2015_WJHC_logoYep, the period between Boxing Day and the New Year’s – not Christmas exactly but funnily enough not “not-Christmas” either. This is that awkward period when we start thinking of tackling all those jobs in the “Honey-Do Jar”,  of de-jollifying the house of all the festive tchotchkes and geegogs, of getting to the gym or hitting the asphalt; but instead it is simpler and more satisfying to be hypnotised and held hostage by the sweet siren song of turkey sandwiches and turkey pot pie and turkey soup, counting down the remaining days of laziness watching TV marathons or sports or movies, or going out and hoisting a few wets with friends and loved ones. All that, and if you are Canadian, rooting during that post –Christmas tradition of watching the Annual IIHF Junior World Hockey Championships – GO CANADA!

It’s that interlude where the Holiday shine weakens and starts to wear off. The time when walking the dog at night and seeing the gaily decorated houses no longer elicits happy thoughts and kindles the warm glow of Rudolph, or Frosty or the Grinch, or wassailing or mulled wine. Instead it is the start of the post-Christmas pool to pick that one house that will leave the lights twinkling the longest – well into February, March… far too long to be logical, sensible, and practical, or may I say, warranted? I am winner this year – I waited too long to put up lights, so gladly when the sheen is gone, I have no lights to take down. WIN! [Note: I offer there is a degree of flex here; giving leeway to the Gregorian Calendar, I would say that beyond Orthodox Christmas may be long to keep up the Noel display especially if there are any multi-coloured bulbs; plain white bulbs could last a bit longer as their longevity might be explained as a trendy home decor statement, not a Christmas decoration – but that might be a Martha Stewart-inspired statement!]  
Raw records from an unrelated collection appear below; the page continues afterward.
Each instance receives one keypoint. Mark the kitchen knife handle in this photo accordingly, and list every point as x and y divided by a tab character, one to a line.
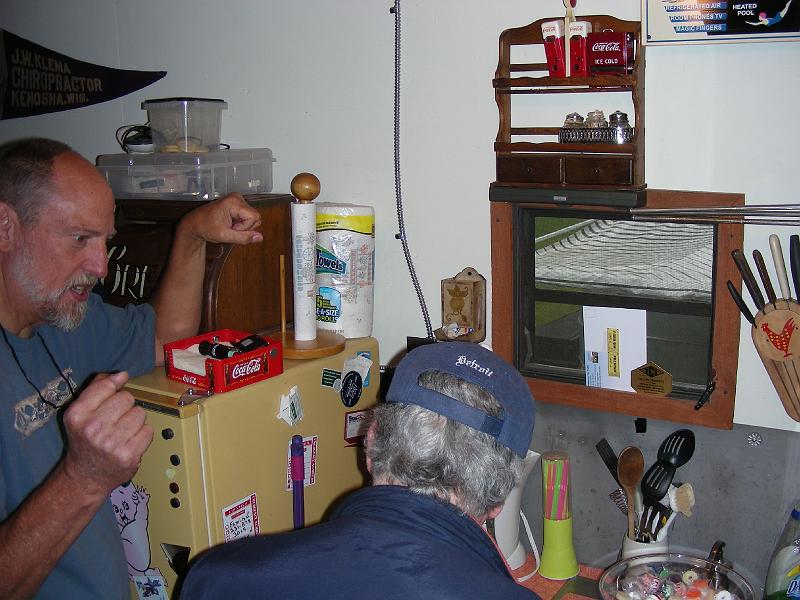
737	298
761	267
780	266
794	260
748	278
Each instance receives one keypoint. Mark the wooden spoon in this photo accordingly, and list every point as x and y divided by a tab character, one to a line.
630	467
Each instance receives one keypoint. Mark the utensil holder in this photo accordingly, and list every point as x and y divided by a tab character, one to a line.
633	548
775	338
558	551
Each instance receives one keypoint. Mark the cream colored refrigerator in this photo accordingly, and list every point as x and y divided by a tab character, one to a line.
219	467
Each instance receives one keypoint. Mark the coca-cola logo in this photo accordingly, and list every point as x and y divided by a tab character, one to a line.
606	47
246	368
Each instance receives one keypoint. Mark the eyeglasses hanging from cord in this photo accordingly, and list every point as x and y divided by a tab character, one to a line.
766	214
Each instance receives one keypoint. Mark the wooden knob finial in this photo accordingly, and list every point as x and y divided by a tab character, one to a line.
305	187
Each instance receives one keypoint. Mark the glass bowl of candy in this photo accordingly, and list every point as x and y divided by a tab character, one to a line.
672	577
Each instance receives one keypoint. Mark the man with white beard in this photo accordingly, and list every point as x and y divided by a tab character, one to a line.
68	435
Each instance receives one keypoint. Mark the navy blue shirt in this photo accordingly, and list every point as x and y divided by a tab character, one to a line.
109	339
382	542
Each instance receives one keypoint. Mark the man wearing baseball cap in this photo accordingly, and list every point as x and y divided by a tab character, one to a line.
444	450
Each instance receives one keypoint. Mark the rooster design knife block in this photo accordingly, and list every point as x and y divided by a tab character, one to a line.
778	344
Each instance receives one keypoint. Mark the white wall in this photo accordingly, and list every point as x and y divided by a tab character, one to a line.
312	80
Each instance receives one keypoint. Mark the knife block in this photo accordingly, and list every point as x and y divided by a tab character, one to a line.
775	338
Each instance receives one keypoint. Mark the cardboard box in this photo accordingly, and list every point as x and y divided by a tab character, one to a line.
222	375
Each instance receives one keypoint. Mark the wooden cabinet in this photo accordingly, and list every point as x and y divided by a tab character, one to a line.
241	289
551	164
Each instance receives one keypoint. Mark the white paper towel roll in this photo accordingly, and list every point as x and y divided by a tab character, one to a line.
303	244
345	268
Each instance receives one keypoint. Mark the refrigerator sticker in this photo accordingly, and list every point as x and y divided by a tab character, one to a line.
309	462
329	377
130	504
151	588
351	389
361	364
240	519
291	409
355	426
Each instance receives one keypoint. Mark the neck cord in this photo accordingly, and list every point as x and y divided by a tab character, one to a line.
25	375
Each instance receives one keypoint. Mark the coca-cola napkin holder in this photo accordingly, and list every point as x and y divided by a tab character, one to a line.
225	374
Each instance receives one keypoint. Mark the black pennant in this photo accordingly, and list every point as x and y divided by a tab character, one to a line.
35	80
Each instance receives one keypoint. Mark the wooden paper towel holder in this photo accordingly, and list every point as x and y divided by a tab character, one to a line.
305	187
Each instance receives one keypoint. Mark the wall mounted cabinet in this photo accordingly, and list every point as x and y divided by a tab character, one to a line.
536	162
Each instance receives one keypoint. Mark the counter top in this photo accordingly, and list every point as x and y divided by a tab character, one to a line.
580	587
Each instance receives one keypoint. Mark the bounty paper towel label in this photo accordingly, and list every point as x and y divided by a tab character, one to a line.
329	305
345	256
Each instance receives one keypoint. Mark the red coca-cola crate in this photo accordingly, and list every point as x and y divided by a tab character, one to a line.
225	374
610	51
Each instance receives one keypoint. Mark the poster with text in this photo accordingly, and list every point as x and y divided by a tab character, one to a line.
712	21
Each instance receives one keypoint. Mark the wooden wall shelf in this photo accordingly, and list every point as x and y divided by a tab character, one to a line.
547	163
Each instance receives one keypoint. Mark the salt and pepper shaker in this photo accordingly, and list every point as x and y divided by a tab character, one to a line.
596	119
618	121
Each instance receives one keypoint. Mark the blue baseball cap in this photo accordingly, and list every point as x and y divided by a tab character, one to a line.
477	365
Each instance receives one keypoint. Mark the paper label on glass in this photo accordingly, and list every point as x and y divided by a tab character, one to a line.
615	341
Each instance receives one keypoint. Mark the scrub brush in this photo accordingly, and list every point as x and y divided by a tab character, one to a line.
681	499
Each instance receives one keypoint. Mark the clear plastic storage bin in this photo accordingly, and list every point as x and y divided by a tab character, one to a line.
185	124
188	176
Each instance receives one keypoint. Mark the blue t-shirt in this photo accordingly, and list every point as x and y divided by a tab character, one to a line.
381	542
109	339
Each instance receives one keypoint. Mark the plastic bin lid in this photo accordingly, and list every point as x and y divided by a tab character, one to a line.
172	102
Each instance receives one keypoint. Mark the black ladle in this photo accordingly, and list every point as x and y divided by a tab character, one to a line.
677	448
675	451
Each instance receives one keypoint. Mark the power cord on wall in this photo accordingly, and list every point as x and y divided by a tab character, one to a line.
135	138
395	10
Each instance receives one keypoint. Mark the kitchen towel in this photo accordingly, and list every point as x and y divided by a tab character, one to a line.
303	243
345	268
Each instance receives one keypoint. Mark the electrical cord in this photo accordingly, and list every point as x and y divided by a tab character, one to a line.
131	135
395	10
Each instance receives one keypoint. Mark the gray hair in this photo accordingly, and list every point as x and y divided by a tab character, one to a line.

honest-new-years-eve-party-posterAnd then all of a sudden Christmas is gone, and it is New Year’s Eve . Younger me would say that New year’s Eve comes with implied tasks of mandatory frivolity and fun, that it is a contrived event that forces merriment on people – but one sad New Year’s Eve doing laundry and watching the interminable New Year Eve shows with drunken “youngsters” trying hard to get their faces on TV, inspired me to do something – anything –  to close out the year, and ring in the new one. But now on my 32nd New Year in which I can consume alcohol  – legally that is – I have come to the conclusion that I am not a purveyor of the fancy place or party that requires great effort and will end with the wholly foreseeable, totally preventable, and sadly interminable hours-long wait for the scarce taxi-cabs that are directed across the  city by smoky-throated and irate dispatchers like crazed Wham-O® Super Balls®.

I’d rather be with friends, laughing loudly, eating too much, and perhaps matching that with good drink. And that is just what I will do.

I will send out the old and bring in the new with some of the people who mean the most to me. We will reminisce on the year it has been, on the year that will come, and most of all we will enjoy being together, in what is the true spirit of the Christmas Holiday season.

And as for you, I hope that is how you will spend you New Year’s Eve – either over a casual glass of wine at home, or all dolled up in a fancy-schmancy place. I hope in 2015 that more of your days are spent with those that mean the most to you, than not.

I wish you all a safe, healthy and wonderful 2015 full of good times and good people. Enjoy.